5 reasons you should make Sheffield your next city break

Surrounded by rolling hills that form part of the Peak District in South Yorkshire, Sheffield is mostly known for the city’s role in the industrial revolution. Although it is still a major steel producer, there’s much more to the city than heavy industry.

Today, Sheffield is awash with green spaces and has a laid-back atmosphere that belies its lively nature.

So pack your walking boots and your glad rags and get ready to dance your socks off.

Here’s why you should make Sheffield your next city break.

Sheffield is The Outdoor City
Did you know that Sheffield is the world’s greenest city, with 61% of it being green space? Or that it contains more trees per person than any other city in Europe?

No wonder Sheffield has been nicknamed The Outdoor City. There are lots to see and explore here, and if you arrive by train, the first place to start is the Winter Garden. It is the largest urban glasshouse in the UK, where you can discover more than 2,000 plants from around the world.

The Winter Garden is also conveniently located next to the Millennium Gallery, a free art gallery showcasing Sheffield artists and currently featuring an exhibition called “Earthbound” that investigates humanity’s relationship with the environment.

Art fans should also check out the newly reopened Graves Gallery, which is currently displaying work by sculptor Mark Firth along with a new exhibition curated by pioneering artist Keith Piper and the “Pandemic Diary”, a series of drawings by internationally renowned street artist Phlegm.

Getting active in Sheffield
With its hilly geography and plethora of parks, Sheffield attracts keen mountain bikers, runners, swimmers, and climbers eager to explore the boulders and rocky crags of the Peak District. On 26 September, Sheffield will host their iconic Half Marathon and 10k runs, which zigzag through the city streets, with spectators lined up cheering the runners on.

If you prefer a slower pace, you can take part in the Sheffield Walking Festival this September, which offers more than 30 walking routes to learn about the city’s heritage.

The annual Photomarathon Sheffield, taking place each July, is always an adventure suitable for all ages, and a great opportunity to explore some of the urban trails. This year’s subject was the Sheffield Round Walk, a 15-mile route in the southwest of the city.

Foodie heaven
With artisan cafes, delicious street food markets, innovative restaurants complemented by a thriving craft scene, Sheffield is also a hub for foodies.

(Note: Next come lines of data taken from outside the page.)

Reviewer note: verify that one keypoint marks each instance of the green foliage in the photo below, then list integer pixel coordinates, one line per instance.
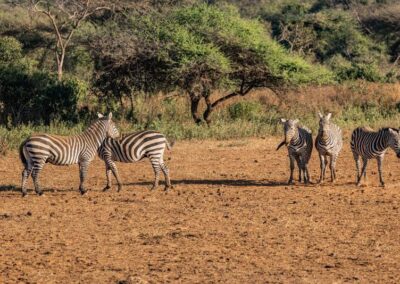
(10, 49)
(246, 110)
(30, 95)
(331, 36)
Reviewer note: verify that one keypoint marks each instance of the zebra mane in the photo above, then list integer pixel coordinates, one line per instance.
(387, 129)
(304, 128)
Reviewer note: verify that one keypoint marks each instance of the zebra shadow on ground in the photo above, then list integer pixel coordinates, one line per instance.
(15, 188)
(227, 182)
(9, 187)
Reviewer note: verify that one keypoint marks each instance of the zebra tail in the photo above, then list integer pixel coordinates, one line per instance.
(21, 152)
(280, 145)
(170, 144)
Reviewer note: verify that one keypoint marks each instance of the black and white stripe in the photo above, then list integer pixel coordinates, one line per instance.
(299, 143)
(64, 150)
(135, 147)
(329, 143)
(369, 144)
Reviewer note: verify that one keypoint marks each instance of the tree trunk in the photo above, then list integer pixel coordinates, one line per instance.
(209, 109)
(60, 64)
(194, 105)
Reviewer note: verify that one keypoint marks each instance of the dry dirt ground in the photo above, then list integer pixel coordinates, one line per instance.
(229, 219)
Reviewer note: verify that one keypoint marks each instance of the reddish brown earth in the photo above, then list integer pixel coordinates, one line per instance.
(230, 219)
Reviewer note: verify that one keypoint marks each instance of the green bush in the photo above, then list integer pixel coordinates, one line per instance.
(10, 49)
(246, 110)
(38, 97)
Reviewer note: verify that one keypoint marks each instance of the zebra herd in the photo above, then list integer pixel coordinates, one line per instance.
(102, 138)
(365, 144)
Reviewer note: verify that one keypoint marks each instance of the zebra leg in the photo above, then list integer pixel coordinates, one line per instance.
(363, 171)
(333, 168)
(298, 162)
(35, 176)
(25, 175)
(322, 168)
(108, 175)
(291, 158)
(156, 169)
(114, 170)
(357, 160)
(380, 160)
(83, 168)
(165, 170)
(306, 173)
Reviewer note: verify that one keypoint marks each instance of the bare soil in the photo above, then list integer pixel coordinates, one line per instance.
(231, 218)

Check out Peddler Market on Burton Road, an outdoor food market with street vendors sporting names such as “The Cookie Mumster” and “Disco Fries”.

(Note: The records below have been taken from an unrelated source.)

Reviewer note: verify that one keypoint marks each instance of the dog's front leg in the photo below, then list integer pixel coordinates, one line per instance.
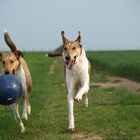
(70, 101)
(83, 90)
(70, 109)
(24, 113)
(17, 116)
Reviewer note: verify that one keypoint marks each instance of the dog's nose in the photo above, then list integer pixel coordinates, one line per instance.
(67, 58)
(6, 71)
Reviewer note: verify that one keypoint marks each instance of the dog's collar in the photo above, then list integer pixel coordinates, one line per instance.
(71, 65)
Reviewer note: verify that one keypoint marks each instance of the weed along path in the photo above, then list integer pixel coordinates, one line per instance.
(118, 82)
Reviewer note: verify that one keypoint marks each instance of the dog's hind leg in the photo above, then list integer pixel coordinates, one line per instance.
(17, 116)
(86, 100)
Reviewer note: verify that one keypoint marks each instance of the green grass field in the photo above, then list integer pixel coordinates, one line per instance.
(121, 63)
(113, 114)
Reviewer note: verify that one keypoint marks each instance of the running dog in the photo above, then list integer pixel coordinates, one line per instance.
(13, 63)
(77, 69)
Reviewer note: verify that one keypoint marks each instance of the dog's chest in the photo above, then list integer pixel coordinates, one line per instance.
(20, 74)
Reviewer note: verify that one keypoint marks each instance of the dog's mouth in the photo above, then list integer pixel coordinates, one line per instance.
(69, 63)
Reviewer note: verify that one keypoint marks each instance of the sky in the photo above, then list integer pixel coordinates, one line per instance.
(35, 25)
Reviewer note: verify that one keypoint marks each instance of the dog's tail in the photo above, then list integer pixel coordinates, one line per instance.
(9, 41)
(54, 54)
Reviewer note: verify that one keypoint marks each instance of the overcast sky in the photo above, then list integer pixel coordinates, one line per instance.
(104, 24)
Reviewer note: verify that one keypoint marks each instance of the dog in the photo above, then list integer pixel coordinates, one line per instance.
(14, 63)
(77, 74)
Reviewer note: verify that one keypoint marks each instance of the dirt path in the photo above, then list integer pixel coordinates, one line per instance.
(118, 82)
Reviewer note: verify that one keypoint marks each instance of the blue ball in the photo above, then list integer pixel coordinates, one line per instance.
(10, 89)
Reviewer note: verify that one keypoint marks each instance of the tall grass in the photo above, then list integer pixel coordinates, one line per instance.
(121, 63)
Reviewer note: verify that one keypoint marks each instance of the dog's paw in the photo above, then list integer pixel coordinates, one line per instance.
(25, 117)
(71, 130)
(23, 129)
(78, 98)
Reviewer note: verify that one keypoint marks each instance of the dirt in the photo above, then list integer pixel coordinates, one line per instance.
(118, 82)
(81, 136)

Kelham Island is a manmade island and former manufacturing site that has been converted into a series of indie restaurants, and artists’ workshops. It’s a bit of foodie heaven and home of the iconic ale trail.

If you are feeling fancy, Joro, a restaurant influenced by nature, holds three AA Rosettes, and scores five in The Good Food Guide for its forward-thinking small plates and tasting menus.

Shop til you drop: Sheffield arts, crafts, and clothing
Hedgerow Market is a vibrant street market with street food, live music, and a variety of craft makers. The brand new market is located in the city center and opens on September 18th from Midday to 6 pm. Local traders include Gravel Pit, Nyro Store, and The Wood Enthusiast.

You can also get your craft filled at the Waterfront Festival at Victoria Quays, which incorporates culture and nature with entertainment and plenty of outdoor activities. As well as arts and crafts stalls, there will be stonemasonry workshops and free boat trips take place all day long.

Later in the year at the end of October, which will see traders from across the country come to celebrate culture and diversity, with performances and events also taking place.